Gov. Perdue and the legislature have made progress in that direction, as the article states, but there is still a long way to go before our Second Amendment rights are fully protected and guaranteed. To that end, a number of gun-related proposals could be on the docket during this year’s legislative session; I wholeheartedly concur with their passage.

There are still many who argue that tinkering with gun laws could lead to more violence. These folks would be well advised to read the FBI’s preliminary crime report showing that the number of murders in the first half of 2009 decreased 10 percent compared to the first half of 2008.

Or, to put it another way, the FBI reports a huge decrease in murders as firearms, ammunition, and "large" magazines sales soar. In other words, individuals are taking responsibility for their own safety, given the budget cuts that affect the number of law enforcement officers available at any one time. Several mass shootings could and should have been prevented if, for example, students and professors in the Virginia Tech case had been trained and armed, and that fact made known to all who entered the campus.

The same is true for our schools, which have been designated as "Gun Free Zones." If someone is determined to hurt or kill someone, what better place than a "Gun Free Zone," or "Killing Zone," as I call them, to wreak their mayhem, because they know they will not be challenged. Suppose it was known that there were staff and faculty members who were armed and available to respond immediately to any shooting incident?

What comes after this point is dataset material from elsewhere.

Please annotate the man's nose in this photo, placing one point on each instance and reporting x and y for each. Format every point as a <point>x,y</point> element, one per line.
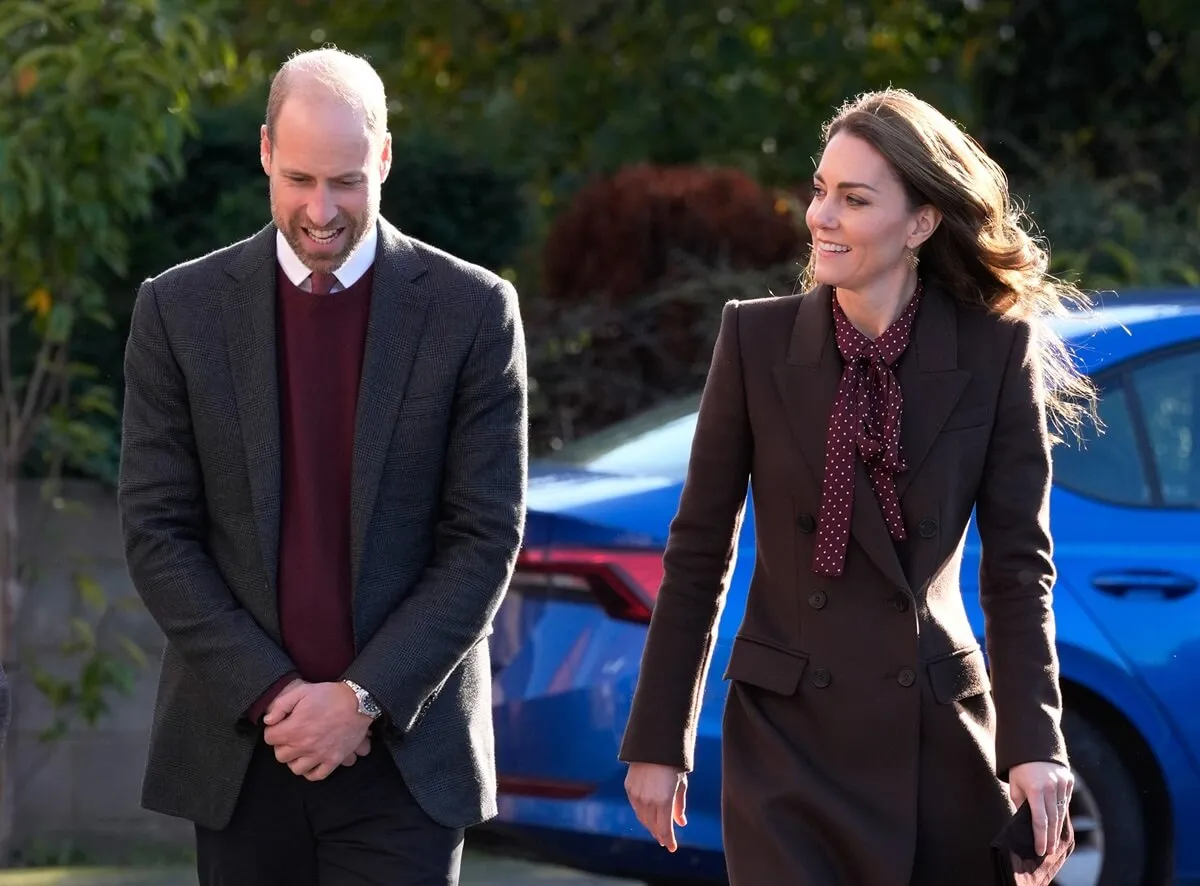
<point>322,209</point>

I’m not advocating vigilantism, nor discounting our outstanding city police and county sheriff departments. I’m simply recognizing that immediate action is required to stop most shooting incidents, and that law enforcement personnel can’t be everywhere all the time. Replace those signs with ones reading that force will be met by force and you’ll see school shootings go away.

Restricting the sale of weaponry to law-abiding citizens is not the answer, either. As Gainesville Police Chief Jane Nichols says, "Legislation only dictates the actions of law-abiding citizens. Bad guys who have guns probably aren’t allowed to have them under any circumstances anyway."

I welcome any proposed changes that make it easier for the average citizen to exercise their Second Amendment rights.